DNA rilassato, circolare e superavvolto
Linking number
Il linking number, abbreviato Lk, è un numero che definisce il livello di avvolgimento del DNA o, più precisamente, di qualsiasi struttura che possa essere avvolta. Una molecola di DNA rilassata ha un Lk0 che può essere determinato dividendo il numero di basi per il numero di basi per giro di elica. Se consideriamo il virus SV40, che ha un genoma di circa 5000 basi e 10.4 basi per giro di elica quando il DNA si trova in forma rilassata avremo che:
Lk0 = 5000 / 10.4 = 480 circa
Per calcolare il linking number di una molecola di DNA superavvolta si usa la semplice equazione:
Lk = Tw + Wr
dove
Tw = Twist, ovvero il numero di volte che un filamento di DNA incrocia un altro filamento. Da notare che Tw = LK0
Wr = Writhe, ovvero il numero di volte che, per ciò che concerne la biologia del DNA, la doppia elica si ripiega su sé stessa.
NA A, DNA B e DNA Z
Nome | Passo | Basi | Verso | Conformazione |
DNA B(comune) | 34Å | 10 | Destrorso | Anti |
DNA A | 24Å | 11 | Destrorso | Anti |
DNA Z | 46Å | 12 | Sinistrorso | Syn (purine) |
La configurazione più comune è quella definita DNA B che possiede un passo, ovvero la distanza tra un elica ed un’ altra, di 34Å ed un numero di basi per passo pari a 10. Inoltre l’andamento della molecola di DNA è di tipi destrorso. Il DNA A è relativamente poco presente in natura ed è caratterizzato da un passo pari a 24Å che contiene dieci basi ad andamento destrorso.
Un tipo di DNA, anche questo poco comune, è quello definito DNA Z che possiede andamento sinistrorso ed un passo di 45Å nel quale trovano posto 12 basi.
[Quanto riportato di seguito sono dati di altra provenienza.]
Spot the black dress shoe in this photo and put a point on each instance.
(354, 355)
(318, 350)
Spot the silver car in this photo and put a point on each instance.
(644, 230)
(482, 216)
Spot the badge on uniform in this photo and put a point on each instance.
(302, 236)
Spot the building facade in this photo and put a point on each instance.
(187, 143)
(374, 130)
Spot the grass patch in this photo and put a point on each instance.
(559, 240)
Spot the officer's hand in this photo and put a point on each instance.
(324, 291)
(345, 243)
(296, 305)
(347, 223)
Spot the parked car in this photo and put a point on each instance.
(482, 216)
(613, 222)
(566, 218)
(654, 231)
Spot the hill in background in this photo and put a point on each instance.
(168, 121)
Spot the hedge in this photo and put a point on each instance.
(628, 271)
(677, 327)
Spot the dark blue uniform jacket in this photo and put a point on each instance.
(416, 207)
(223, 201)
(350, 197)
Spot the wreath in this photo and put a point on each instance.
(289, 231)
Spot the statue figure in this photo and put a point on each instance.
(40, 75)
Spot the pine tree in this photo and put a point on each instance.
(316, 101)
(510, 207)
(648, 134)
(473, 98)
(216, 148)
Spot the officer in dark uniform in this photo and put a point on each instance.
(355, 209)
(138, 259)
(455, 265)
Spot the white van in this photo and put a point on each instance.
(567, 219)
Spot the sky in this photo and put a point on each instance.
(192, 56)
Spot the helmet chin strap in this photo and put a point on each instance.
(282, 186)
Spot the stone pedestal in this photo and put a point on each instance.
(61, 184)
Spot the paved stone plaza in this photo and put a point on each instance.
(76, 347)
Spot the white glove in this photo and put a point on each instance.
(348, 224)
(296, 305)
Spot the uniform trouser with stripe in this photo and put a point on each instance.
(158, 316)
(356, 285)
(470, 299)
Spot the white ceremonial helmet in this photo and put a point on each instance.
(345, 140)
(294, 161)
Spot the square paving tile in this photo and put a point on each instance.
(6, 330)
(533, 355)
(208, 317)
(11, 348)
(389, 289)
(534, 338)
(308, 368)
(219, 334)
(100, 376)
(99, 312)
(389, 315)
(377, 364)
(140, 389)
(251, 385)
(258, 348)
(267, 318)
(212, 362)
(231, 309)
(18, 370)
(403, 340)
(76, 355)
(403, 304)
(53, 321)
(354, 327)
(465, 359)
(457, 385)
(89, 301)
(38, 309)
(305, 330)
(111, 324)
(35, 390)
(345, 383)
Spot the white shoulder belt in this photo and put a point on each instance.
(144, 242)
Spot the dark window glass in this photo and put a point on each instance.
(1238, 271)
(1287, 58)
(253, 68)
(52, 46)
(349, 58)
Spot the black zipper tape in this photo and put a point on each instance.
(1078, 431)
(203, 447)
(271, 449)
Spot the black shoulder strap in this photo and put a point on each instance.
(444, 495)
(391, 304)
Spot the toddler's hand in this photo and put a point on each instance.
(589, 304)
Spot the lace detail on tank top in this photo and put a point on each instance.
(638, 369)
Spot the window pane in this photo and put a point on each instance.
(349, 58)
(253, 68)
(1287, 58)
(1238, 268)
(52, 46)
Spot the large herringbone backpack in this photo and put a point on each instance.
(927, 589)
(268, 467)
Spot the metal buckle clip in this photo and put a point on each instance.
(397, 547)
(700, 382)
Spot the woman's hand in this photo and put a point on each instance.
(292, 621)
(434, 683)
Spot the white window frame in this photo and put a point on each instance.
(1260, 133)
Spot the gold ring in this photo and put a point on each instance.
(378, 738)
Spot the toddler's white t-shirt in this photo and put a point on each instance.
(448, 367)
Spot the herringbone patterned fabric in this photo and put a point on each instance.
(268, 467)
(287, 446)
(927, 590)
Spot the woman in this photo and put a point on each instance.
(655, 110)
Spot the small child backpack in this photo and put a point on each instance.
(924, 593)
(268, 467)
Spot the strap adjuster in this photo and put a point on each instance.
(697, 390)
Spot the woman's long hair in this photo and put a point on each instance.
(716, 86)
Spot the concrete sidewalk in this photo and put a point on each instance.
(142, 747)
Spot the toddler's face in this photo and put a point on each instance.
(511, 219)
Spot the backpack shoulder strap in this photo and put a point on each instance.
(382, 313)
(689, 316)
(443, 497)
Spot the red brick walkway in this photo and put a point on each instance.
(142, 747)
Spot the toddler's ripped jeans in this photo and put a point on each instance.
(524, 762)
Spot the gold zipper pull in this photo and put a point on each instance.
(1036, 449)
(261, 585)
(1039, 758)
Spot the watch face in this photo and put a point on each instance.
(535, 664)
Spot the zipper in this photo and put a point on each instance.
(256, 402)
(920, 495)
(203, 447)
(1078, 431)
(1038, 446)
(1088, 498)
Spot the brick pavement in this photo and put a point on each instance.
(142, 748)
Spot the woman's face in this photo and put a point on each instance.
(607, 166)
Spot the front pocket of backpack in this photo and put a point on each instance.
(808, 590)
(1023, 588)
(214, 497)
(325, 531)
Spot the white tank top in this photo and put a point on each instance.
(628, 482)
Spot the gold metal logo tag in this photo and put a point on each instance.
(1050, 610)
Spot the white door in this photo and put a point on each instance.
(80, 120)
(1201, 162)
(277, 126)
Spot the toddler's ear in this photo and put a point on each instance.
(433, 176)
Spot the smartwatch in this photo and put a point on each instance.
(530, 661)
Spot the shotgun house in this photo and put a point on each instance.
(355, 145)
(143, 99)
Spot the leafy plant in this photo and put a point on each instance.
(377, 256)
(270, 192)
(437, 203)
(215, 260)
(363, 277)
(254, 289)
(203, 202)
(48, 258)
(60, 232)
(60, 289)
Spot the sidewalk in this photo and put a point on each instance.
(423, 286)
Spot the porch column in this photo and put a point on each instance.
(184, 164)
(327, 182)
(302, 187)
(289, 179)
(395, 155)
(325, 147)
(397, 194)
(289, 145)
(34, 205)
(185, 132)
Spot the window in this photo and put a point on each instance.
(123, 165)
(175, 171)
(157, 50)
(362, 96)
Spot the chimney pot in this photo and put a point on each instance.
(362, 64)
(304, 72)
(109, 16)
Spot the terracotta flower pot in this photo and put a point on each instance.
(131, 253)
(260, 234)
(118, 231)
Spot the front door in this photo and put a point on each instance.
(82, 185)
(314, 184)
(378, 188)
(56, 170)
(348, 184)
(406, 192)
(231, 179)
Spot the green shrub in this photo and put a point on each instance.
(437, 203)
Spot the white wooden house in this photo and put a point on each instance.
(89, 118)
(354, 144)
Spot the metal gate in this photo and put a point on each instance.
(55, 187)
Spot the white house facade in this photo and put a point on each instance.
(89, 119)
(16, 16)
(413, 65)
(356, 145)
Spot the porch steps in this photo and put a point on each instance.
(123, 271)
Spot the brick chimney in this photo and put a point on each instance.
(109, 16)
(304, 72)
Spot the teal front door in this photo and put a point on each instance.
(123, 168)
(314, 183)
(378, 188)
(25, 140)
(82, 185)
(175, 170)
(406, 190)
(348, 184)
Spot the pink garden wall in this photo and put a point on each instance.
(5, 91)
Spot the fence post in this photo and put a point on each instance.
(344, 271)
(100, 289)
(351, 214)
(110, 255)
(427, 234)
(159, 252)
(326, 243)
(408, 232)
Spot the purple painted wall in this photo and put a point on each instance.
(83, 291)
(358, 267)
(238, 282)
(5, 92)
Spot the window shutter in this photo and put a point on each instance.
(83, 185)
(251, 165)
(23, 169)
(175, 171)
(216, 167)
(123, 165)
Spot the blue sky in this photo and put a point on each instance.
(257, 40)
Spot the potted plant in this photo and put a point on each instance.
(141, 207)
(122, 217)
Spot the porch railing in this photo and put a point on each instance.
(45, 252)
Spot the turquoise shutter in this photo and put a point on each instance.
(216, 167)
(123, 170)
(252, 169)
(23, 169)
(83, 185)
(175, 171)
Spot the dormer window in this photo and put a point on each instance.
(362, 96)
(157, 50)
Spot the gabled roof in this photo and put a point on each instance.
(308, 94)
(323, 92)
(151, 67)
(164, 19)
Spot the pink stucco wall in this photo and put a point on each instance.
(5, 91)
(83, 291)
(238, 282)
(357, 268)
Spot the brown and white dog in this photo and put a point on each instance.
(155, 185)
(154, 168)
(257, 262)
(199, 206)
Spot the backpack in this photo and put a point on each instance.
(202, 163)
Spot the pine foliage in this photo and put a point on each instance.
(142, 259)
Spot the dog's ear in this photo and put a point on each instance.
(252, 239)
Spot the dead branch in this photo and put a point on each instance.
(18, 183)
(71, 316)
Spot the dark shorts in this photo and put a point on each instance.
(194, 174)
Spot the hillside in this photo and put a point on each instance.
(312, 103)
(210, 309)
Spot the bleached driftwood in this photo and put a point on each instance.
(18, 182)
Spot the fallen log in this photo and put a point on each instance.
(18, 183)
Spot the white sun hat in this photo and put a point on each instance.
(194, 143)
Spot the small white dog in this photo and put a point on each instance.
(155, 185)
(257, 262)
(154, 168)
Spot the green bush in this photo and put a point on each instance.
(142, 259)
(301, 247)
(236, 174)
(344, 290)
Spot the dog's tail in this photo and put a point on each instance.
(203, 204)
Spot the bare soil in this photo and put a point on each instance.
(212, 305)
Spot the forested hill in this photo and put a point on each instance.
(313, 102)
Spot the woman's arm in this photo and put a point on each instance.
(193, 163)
La differenza tra i tipi di DNA sembra essere dovuta a differenti gradi di idratazione della molecola, dalla presenza di determinati ioni che possono interagire con le basi o con gli zuccheri che costituiscono la doppia elica e dalla disposizione anti o syn degli elementi nucleotidici. Non è da sottovalutare anche l’interazione con particolari proteine, tra cui gli istoni che analizzeremo in dettaglio più avanti, che possono modificare la forma del DNA.